JSON XML String

A bridge between XML and JSON. For round-tripping XML with proper whitespace handling with JSON formats.

1. Analysis

JSON has only the primitive String to represent strings. JSON strings have no additional tagging or metadata capabilities.

XML strings, on the other hand, are much more powerful. In fact, each XML element can be seen as a container for text nodes and sub-elements.

  • The text nodes themselves can contain CDATA sections.

  • Elements can define white-space handling:
    The surrounding XML element can define via a special attribute xml:preserve whether the XML-consuming app should decide (attribute is absent or value is default) or whether the space should be protected (attribute value preserve).

XML in practice is used for two scenarios:

Structured Data
<products>
    <product category="clothing">
        T-Shirt
    </product>
    <product category="food">
        Strawberry
    </product>
</products>
Formatted Text
<desc>
    The <em>sweet</em> strawberry has
    the best <b>taste</b> of all berries.
</desc>

And in reality, e.g., in GraphML documents, we have both combined: Structured data (graph, nodes, edges) with formatted text (data, descriptions).

In our example, the <desc> could be processed into the JSON string

"The <em>sweet</em> strawberry has the best <b>taste</b> of all berries."
Formatted Text with Protected Whitespace
<desc xml:space="preserve">
    The <em>sweet</em> strawberry has
    the best <b>taste</b> of all berries.
</desc>

This example could only be processed into this JSON string

"\n    The <em>sweet</em> strawberry has\n  the best <b>taste</b> of all berries.\n"

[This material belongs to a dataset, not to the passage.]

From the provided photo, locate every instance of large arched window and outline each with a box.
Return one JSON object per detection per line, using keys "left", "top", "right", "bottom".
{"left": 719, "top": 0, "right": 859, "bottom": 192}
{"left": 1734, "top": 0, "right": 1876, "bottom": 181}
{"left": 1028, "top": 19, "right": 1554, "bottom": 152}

When converting back from the JSON strings, it makes a difference if the string is meant to encode XML or a plain string. If written to XML, the characters < and & need to be escaped as & l t ; and & a m p ; (no spaces).

2. Proposal

We define a JSON XML String as a new primitive value in our JSON APIs. A JSON XML String has two properties:

xml

The string value. Required.

xmlSpace

This is either default (the default) or preserve. Optional. It encodes the effective XML space setting at the exporting element.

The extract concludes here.